First, a brief introduction (since we as an organization have testified a number of times for the NY City Council and many know us): NYCwireless is a non-profit whose mission is to bring free Wi-Fi Internet access to New York City parks, public spaces, and other public gathering places, as well as under-served places like affordable housing residences. We have been doing this work since 2000. We were the organization that brought free Wi-Fi to New York City, starting with a locally supported hotspot in Tomkins Square Park in 2001, the world-recognized Bryant Park hotspot in 2003, and the Downtown Alliance’s groundbreaking network of hotspots in 2005. We have been doing this work longer than any other organization and have seen more success than anyone else in New York City in our efforts. We continue to create new hotspots around New York City, and innovate the technology that enables the creation of these hotspots that bring significant recognition to us and New York.

We are a special type of IT organization: we provide services and support for planning, installing, and maintaining a hotspot or hotzone, but we rely on our partners to supply funding and local outreach and marketing, as well as support for accessing local infrastructure for places to install hotspot equipment. Working with us, a local organization can retain ownership and responsibility for a hotspot, but can take advantage of our experience and best practices, and can depend upon our technical and procedural expertise to create a successful hotspot quickly and cheaply. We are also a local small business that is independently funded by our work, and represent exactly the sort of local organization the City should be supporting in these hard economic times.

We have long been a supporter of the intent of the Parks Department, and more recently DoITT, to bring more free Wi-Fi hotspots to city parks, but for the benefit of the citizens of this city, we have also been outspoken critics of the policies and practices of the Parks Department and DoITT in their effort. I have brought copies of some blog articles and past testimony with me today, so I won’t detail the many issues we have spoken about in the past, but concentrate on the specific issues at hand today.

Related NYCwireless Filings and Blog Posts

Park Hotspot Best Practices

We have discovered, in over a decade of work, that successful and sustainable hotspots require a four things:

  1. A motivated local organization that sees the creation of a hotspot or hotzone as a valuable economic and cultural development for its community,
  2. Promotion and marketing to inform local communities of the hotspot’s existence and value,
  3. Well executed and maintained hardware and network installation, and
  4. Appropriate management systems and software to protect the users of the hotspots and the organizations that build them

NYCwireless provides components (3) and (4), while our partner organizations (BIDs, “friends of” organizations, local businesses and developers, etc.) provide components (1) and (1).
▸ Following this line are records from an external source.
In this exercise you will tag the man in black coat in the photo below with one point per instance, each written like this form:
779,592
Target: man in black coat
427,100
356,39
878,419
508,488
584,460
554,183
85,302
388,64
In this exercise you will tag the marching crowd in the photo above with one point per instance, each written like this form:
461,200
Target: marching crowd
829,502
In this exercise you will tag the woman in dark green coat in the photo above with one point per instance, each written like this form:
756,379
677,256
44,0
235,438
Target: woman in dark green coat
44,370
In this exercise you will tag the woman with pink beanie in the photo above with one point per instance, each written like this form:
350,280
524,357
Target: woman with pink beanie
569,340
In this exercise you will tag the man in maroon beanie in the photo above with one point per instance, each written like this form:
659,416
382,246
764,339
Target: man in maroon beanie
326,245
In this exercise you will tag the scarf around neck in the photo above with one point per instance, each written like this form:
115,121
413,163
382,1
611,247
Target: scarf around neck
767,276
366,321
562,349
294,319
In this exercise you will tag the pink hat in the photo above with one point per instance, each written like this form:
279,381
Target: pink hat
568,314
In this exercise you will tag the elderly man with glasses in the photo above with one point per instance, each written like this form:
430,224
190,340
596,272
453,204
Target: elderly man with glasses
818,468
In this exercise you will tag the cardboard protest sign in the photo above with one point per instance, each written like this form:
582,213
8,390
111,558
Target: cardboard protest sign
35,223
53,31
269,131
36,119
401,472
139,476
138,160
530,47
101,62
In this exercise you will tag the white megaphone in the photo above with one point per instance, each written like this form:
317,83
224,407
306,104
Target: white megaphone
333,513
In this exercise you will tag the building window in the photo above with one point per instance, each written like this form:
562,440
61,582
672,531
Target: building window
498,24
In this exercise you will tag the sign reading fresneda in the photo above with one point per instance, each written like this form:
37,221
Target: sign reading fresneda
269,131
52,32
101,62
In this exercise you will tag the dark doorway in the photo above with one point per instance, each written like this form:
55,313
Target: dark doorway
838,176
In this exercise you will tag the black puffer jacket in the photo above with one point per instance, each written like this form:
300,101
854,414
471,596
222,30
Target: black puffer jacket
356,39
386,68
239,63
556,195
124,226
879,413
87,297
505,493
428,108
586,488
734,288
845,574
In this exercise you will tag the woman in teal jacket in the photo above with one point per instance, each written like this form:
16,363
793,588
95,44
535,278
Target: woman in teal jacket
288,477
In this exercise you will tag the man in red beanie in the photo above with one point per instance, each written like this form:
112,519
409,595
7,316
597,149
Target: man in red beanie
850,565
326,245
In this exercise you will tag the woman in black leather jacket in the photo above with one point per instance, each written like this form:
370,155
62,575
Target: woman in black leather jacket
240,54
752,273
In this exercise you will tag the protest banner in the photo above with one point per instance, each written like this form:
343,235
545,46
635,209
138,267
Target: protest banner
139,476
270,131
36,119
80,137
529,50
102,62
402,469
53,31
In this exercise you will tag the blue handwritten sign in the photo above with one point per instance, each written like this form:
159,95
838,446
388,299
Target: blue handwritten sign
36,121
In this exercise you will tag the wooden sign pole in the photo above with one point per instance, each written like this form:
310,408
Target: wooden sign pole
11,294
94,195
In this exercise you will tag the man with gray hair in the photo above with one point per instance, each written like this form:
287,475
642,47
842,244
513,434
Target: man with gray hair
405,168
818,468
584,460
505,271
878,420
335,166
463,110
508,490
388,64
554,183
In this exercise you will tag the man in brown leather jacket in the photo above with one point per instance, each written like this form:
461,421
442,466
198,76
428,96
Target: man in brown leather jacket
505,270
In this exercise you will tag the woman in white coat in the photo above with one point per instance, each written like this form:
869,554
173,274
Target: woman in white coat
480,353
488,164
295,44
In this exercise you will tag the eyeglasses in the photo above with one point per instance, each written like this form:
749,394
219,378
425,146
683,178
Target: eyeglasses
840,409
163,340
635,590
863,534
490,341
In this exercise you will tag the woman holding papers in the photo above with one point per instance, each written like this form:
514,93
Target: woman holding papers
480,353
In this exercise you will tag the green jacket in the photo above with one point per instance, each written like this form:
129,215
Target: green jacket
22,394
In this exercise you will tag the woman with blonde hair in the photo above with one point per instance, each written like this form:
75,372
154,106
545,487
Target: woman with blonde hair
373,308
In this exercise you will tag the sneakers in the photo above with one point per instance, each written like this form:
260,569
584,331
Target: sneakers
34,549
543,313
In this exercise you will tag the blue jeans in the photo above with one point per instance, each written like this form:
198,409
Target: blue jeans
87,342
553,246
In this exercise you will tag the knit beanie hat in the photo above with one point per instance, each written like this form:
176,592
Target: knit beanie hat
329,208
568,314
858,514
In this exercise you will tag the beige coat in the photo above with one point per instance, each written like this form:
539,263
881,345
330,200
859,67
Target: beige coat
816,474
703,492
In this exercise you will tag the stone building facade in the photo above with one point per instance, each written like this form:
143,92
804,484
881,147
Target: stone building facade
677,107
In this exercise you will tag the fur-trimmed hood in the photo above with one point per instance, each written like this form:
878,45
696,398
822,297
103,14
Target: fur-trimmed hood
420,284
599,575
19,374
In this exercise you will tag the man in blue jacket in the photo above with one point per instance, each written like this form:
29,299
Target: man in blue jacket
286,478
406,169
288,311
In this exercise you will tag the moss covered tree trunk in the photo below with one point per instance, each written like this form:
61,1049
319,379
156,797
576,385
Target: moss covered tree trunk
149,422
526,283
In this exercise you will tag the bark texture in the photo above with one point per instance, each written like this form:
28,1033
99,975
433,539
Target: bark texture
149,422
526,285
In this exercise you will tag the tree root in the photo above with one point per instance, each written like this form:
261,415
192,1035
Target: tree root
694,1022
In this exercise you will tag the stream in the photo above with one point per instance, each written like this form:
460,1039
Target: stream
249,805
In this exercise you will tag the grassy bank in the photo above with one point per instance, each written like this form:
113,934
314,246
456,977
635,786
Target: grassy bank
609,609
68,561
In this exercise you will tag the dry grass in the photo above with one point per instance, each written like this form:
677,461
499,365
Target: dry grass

Indeed, we have found that (1) may in fact be the most important component of a successful and sustainable hotspot; That all currently operating hotspots are projects of local BIDs and other organizations, while the City’s Park hotspots saw only a 3-year life and are now no longer operating should be proof enough of this. An inability of the City Parks Department and DoITT to recognizing these facts has long been a deficiency of these organization’s efforts.

I’m not going to speak today about the value of such hotspots to a local community, as this fact has been established and documented extensively in prior NYCwireless testimony to the City Council and to the NYC Broadband Advisory Committee, some of which I have brought with me should the Council wish to review. I am also not going to speak today about what we believe is the appropriate and sustainable model for NYC to support the creation of many more public space Free Wi-Fi Hotspots. This model is clearly documented in NYCwireless’ RFI response to DoITT’s “City Wireless Internet Access for New York City Parks and Other Open Spaces,” copies of which I have also brought with me for your review.

How Hotspots Work

At this point, it is useful to briefly describe how public hotspots work, and the hardware and software that comprise them.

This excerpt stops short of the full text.